TEMPO.CO, Jakarta - Koalisi Organisasi Masyarakat Sipil mendesak pemerintah untuk menunda Rancangan Undang-Undang (RUU) Pertanahan. Koalisi melihat RUU Pertanahan belum layak disahkan sebab masih banyak pasal yang tidak memihak kepada rakyat.
"Pasal per pasal bertentangan dengan UU Agraria. Banyak yang kontradiktif," ujar Sekretarias Jenderal Konsorsium Pembaruan Agraria (KPA) Dewi Kartika di kawasan Kemang, Jakarta Selatan, pada Ahad, 14 Juli 2019. Dewi sebenarnya mengapresiasi kehadiran UU Pertanahan. Sebab, posisi dan kedudukan UU ini terhadap UU Pokok Agraria bersifat melengkapi serta menyempurnakan hal-hal penting yang belum diatur.
Namun, Dewi juga menyayangkan proses perumusan RUU Pertanahan ini tidak terbuka. Koalisi pun meminta Komisi II Dewan Perwakilan Rakyat (DPR) termasuk fraksi politik, partai politik, dan pemerintah agar melibatkan semua pihak secara aktif dalam proses perumusannya. "Karena selama ini masyarakat yang menjadi korban konflik agraria dan perampasan tanah," ucap Dewi.
Kementerian Agraria dan Tata Ruang/Badan Pertanahan Nasional (ATR/BPN) menargetkan RUU Pertanahan rampung pada September 2019 mendatang. Saat ini, prosesnya masih dibahas pemerintah dan DPR. Dalam RUU ini, salah satu poin yang dibahas adalah jangka waktu dan luas yang diberikan untuk Hak Guna Usaha (HGU) dan Hak Guna Bangunan (HGB) kepada perusahaan demi menciptakan iklim investasi yang lebih kondusif, sekaligus juga bermanfaat untuk masyarakat sekitar.
"Poin ini sarat akan kepentingan investasi dan bisnis, monopoli swasta, perampasan tanah, penggusuran, termasuk impunitas bagi para pengusaha perkebunan skala besar," ucap Dewi.

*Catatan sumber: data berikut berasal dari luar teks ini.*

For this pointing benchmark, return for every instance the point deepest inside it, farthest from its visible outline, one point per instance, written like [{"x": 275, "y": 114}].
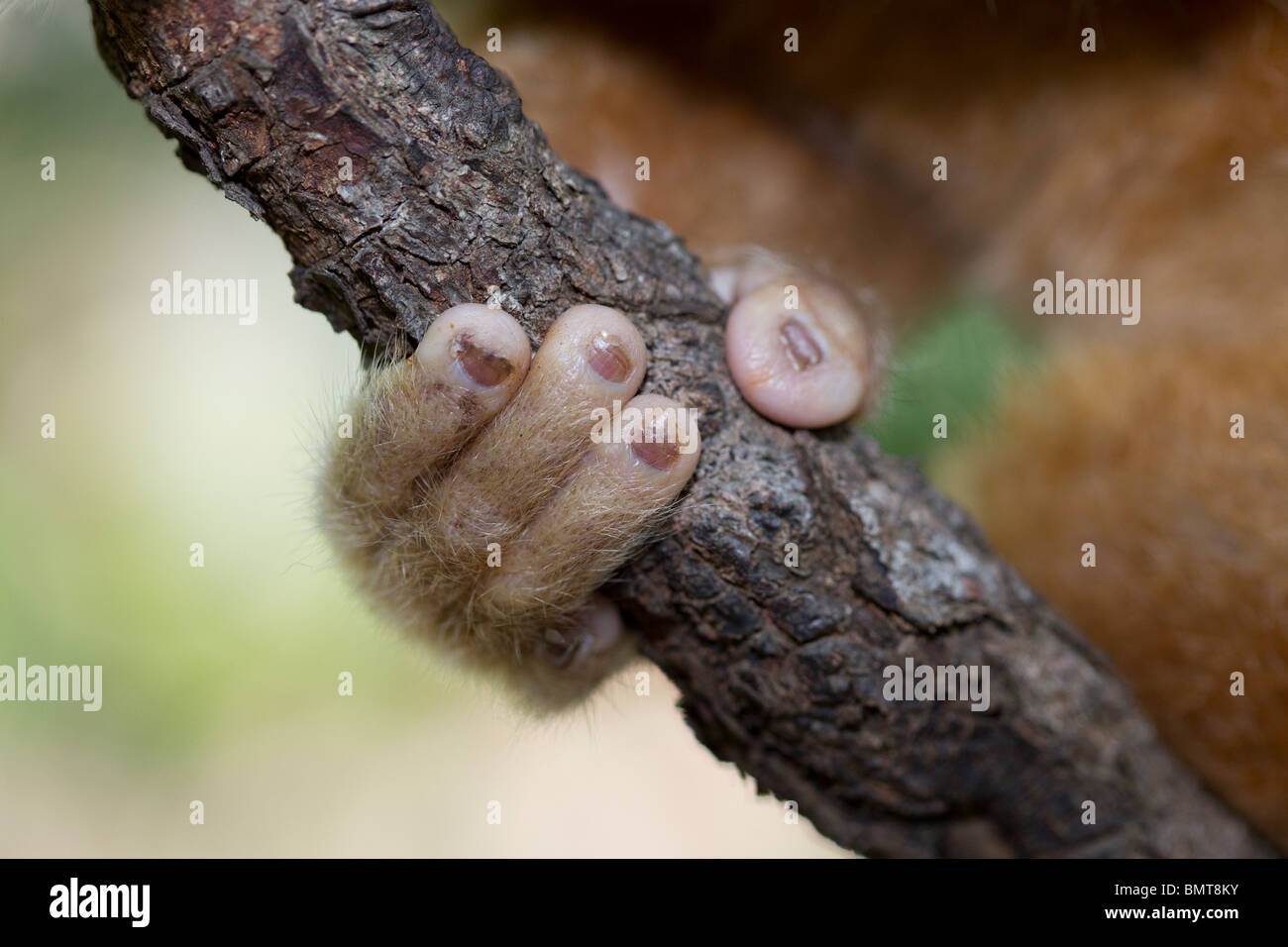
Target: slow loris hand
[{"x": 480, "y": 504}]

Lebih detail, terdapat delapan poin utama yang dibahas dalam RUU Pertahanan. Rinciannya, pengaturan atas hak atas tanah, pendaftaran tanah menuju single land administration system, dan modernisasi pengelolaan.
Poin lainnya terkait penyediaan tanah untuk pembangunan, percepatan penyelesaian sengketa, kebijakan fiskal pertanahan, kewenangan pengelolaan kawasan oleh kementerian/lembaga (K/L), dan penghapusan hak-hak atas tanah yang bersifat kolonial.